Quote Originally Posted by imcold
Ebx should be saved and restored by compiler, if it's listed in registerlist after an asm block - Ref. guide, 10.3 Assembler statements. If it's not, it's a bug in fpc, I believe.
Two tips for some extra speed:
- align src/dest/corr to addresses that are multiplies of 16 (and replace movdqu with movdqa, it should help mainly on intel cpus)
- try to prefetch the next row (or couple of rows) of pixels (helps in some cases, sometimes it doesnt).
src and dest are loaded in 8 byte quantities, and aligned 4 bytes on D7, and 8 bytes on D2006 (fastmm aligns to 8 bytes). I can't change that easily, except by replacing the heapmgr, but if you load in 8 byte values, you'll never stay 16-byte aligned long. I do use D2006 because of this reason for the speed dependant projects. (and also the SSE3 support for LDDQ)

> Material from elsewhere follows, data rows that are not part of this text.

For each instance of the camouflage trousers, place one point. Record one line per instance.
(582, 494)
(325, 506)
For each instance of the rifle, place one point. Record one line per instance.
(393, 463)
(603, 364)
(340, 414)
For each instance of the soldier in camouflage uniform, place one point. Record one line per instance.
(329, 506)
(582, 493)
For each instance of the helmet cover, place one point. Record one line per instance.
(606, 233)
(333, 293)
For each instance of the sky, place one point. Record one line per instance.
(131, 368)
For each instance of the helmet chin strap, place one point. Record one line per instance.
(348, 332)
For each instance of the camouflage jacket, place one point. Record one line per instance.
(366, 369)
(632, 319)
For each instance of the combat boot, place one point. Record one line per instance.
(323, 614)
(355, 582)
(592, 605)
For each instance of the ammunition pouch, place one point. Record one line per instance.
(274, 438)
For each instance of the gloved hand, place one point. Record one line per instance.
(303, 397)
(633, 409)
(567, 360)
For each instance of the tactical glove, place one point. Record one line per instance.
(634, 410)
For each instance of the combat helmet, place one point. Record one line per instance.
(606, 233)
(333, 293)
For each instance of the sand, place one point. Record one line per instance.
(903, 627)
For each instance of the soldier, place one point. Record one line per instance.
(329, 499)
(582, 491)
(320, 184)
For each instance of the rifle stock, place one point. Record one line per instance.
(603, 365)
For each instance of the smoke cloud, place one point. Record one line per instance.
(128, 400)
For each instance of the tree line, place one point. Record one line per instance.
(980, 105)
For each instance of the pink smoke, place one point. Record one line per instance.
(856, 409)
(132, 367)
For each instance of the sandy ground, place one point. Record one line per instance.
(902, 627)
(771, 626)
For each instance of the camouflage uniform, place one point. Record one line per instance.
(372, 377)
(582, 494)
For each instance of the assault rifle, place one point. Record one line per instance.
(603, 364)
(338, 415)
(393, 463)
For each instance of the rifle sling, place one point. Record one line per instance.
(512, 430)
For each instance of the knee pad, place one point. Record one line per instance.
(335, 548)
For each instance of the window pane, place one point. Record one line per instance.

I aligned the cor array to 32 byte, and have an ifdef to load it and use lddq, but no improvement. Probably hitting memory bandwith limits.

I doubt prefetch will do much, since I simply walk through a 4MB memory block from 0 to 4MB-1. If the predictor in the CPU can't predict that, there is no point in having prefetch in the first place ;_)

I'm currently trying this in Delphi btw, so no registerlist. BTW: afaik registerlist works for blocks, but has no effect on assembler procedures.